Si le caractère obligatoire de l’assurance animale reste un enjeu de taille, les assureurs en santé bestiale doivent également faire face aux évolutions du secteur. À l’image des mutuelles santé pour les hommes, l’assurance animaux pourrait bien connaître un changement de paradigme, où il n’est plus seulement question de guérir, mais aussi de prévenir.

Tout comme les humains cherchent un contrat avec prise en charge de l’optique, remboursement dentaire ou médecines alternatives, les contrats d’assurance animaux tendent à se diversifier, couvrant ainsi les séances d'ostéopathie, le détartrage, ou encore les compléments alimentaires.

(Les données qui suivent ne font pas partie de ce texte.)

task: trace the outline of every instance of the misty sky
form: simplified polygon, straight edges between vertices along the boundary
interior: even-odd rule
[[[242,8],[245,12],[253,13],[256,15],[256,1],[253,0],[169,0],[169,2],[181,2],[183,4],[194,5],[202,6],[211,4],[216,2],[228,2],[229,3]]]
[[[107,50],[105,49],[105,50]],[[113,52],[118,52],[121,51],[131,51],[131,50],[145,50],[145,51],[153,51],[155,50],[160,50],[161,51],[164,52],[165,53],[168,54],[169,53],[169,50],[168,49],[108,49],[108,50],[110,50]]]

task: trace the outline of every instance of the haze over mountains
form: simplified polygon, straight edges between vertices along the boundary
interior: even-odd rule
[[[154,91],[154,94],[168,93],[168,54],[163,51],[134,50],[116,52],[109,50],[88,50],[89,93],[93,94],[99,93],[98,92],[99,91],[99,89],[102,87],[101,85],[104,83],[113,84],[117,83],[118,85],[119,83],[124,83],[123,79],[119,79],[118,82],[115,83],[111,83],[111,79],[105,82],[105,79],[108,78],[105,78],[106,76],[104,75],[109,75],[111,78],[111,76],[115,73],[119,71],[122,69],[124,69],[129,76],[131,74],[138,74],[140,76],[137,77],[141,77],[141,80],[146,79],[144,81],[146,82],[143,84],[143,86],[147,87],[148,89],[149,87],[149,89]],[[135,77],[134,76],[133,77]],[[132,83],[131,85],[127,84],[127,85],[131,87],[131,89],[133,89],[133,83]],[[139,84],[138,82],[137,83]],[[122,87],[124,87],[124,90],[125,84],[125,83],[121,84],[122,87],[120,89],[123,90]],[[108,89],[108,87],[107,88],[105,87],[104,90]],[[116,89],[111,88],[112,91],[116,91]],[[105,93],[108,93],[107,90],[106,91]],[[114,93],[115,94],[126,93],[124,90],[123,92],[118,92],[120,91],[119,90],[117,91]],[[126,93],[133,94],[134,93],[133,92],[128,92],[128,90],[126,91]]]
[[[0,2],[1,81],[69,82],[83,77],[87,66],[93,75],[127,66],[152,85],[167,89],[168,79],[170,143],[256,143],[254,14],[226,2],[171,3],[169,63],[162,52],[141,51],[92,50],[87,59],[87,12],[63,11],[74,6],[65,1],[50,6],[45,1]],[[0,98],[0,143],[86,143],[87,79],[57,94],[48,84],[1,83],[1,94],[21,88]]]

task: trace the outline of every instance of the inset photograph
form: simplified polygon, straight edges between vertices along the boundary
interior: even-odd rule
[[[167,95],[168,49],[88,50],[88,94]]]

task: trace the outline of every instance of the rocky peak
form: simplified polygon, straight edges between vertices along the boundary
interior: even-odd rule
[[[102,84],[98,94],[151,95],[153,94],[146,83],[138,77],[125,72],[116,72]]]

Finalement, l’assurance animaux se tourne peu à peu vers les soins préventifs, l’objectif étant d’entretenir au mieux son animal au quotidien pour éviter par la suite les gros soucis de santé. Au-delà d’un simple contrat de protection, la mutuelle animale glisse de plus en plus vers un contrat de consommation courante, demandant ainsi aux assureurs du marché de s’adapter.

D’autres enjeux peuvent également être cités, comme la nécessité pour les assureurs de collaborer de manière plus étroite avec les vétérinaires et les professionnels de la santé animale, afin de gagner en visibilité et en autorité. C’est le cas par exemple en Angleterre ou encore en Suède, où les assureurs vont parfois jusqu’à nouer des partenariats avec des cliniques vétérinaires. Autre enjeu majeur : l’extension de la couverture animale, et notamment la prise en charge des maladies héréditaires ou congénitales, extrêmement courantes et faisant pourtant l’objet d’exclusions de garantie.